Serum testing is best done in the early morning when most hormone serum levels are at their peak.5,9 All clinical laboratories have connections to reference laboratories who perform most of the hormone tests which are used in pain treatment. Almost all insurance and health plans cover the cost of hormone testing. Testing for certain hormone deficiencies is particularly recommended for the severe, intractable pain patient who is going to require long term pharmacologic treatment with opioids and neuropathic agents. Re-testing can be done at any interval such as quarterly or yearly once hormone treatment is initiated or a hormone abnormality is detected.

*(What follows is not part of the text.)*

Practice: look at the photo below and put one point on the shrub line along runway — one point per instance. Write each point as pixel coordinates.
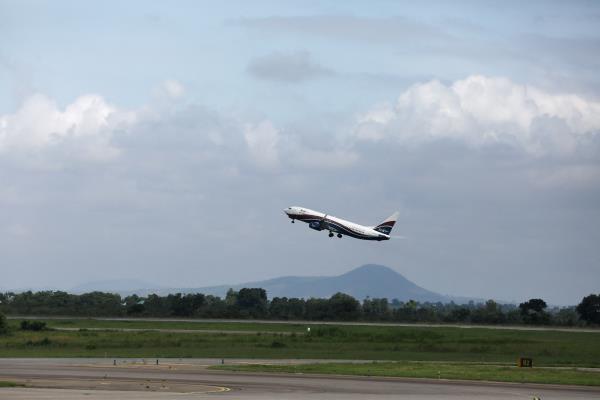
(301, 322)
(98, 379)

Hormone treatments are generally started at a low, daily dosage and titrated upward over time to either normalize a low serum concentration or achieve a therapeutic response. Table 2 lists the author’s recommended starting dosages. Human growth hormone, chorionic gonadotropin, and testosterone products have recommended, labeled dosages. Total daily thyroid replacement is about 3 to 4 grains and cortisone is about 20 mg. Lesser dosages than total replacement usually suffice in pain patients who initially demonstrate serum deficiencies.

Hormone Starting Dosage
Pregnenolone 50 to 100mg a day
Gamma amino butyric acid (GABA) 1500 to 3000mg a day
Androstenedione 25 to 50mg a day
Dehydroepiandrosterone (DHEA) 25 to 50mg a day
Thyroid 1 to 3 grains a day
Cortisone 10 to 15mg a day
Human Growth Hormone (HGH) 5mg a day
Chorionic Gonadotropin (HCG) 1000 USP units (1cc), 1 to 3 times a week
Testosterone Males— 5 grams of 1% gel each day, Females— 2.5 grams of 1% gel every other day
* Dose is titrated upward, over time, to achieve a clinical response.

Table 2. Recommended starting dosages.